Intel® oneAPI Math Kernel Library
Ask questions and share information with other developers who use Intel® Math Kernel Library.
Announcements
FPGA community forums and blogs have moved to the Altera Community. Existing Intel Community members can sign in with their current credentials.

MKL DNN performance

Daniel_H_
Beginner
4,468 Views

I am seeing very poor performance with dnnConvolutionCreateForwardBias_F32.

My naive C++ implementation of a forward convolution is 4X faster than when I try to do the same thing with MKL DNN. I was expecting it to be the other way around.

Visual Studio 2013
Use Intel MKL: Sequential
Release x64

I am testing on a Intel Core i7-4712HQ CPU.
I launch my testprogram with Ctrl+F5 from Visual Studio.

I get the following processing times:
naive took 3335 ms
mkl took 12012 ms

What have I missed?

 

0 Kudos
1 Solution
Zhen_Z_Intel
Employee
4,468 Views

Dear customer,

This issue has been fixed in MKL2017u2, I've verified that the performance has been improved. Please upgrade to the latest version and have a check with it.
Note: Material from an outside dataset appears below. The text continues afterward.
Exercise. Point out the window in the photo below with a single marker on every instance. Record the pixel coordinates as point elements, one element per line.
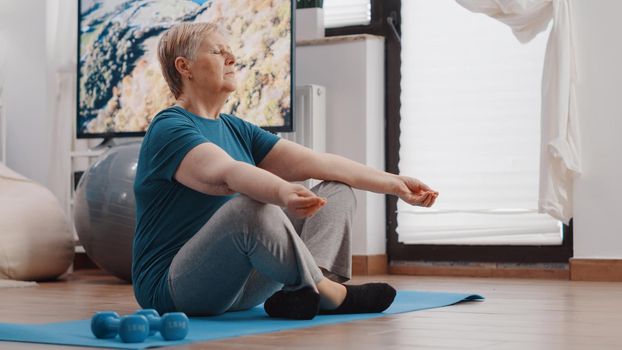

Thank you for your posting.

Best regards,
Fiona

View solution in original post

0 Kudos
17 Replies
Daniel_H_
Beginner
4,468 Views

I have improved the example code slightly, but the performance problem remains.
 

0 Kudos
Zhen_Z_Intel
Employee
4,468 Views

Dear customer,

Thanks for posting issue to us. We will investigate on it.

Best regards,
Fiona

0 Kudos
Daniel_H_
Beginner
4,468 Views

Do you have a time estimate for when I can expect some feedback?

 

0 Kudos
Zhen_Z_Intel
Employee
4,468 Views

Dear customer,

We already investigated on this issue. I will update resolution once I get update from developing team. Sorry for let you waiting, hope you could understand. Thanks.

Best regards,
Fiona

 

0 Kudos
Keren_Z_
Beginner
4,468 Views

@Fiona Z. 

We came across a similar problem.

We have two machines: E5-2670v2 and KNL-7250.

MKL2017 shows high performance on KNL-7250, while it renders very poor performance on E5-2670v2.

After some inspection, we figure out the doit_fwd_par_avx512_mic function is called on MIC. But on CPU, parallel_RefDirectConv_Fwd is invoked for which I guess no optimization has been done.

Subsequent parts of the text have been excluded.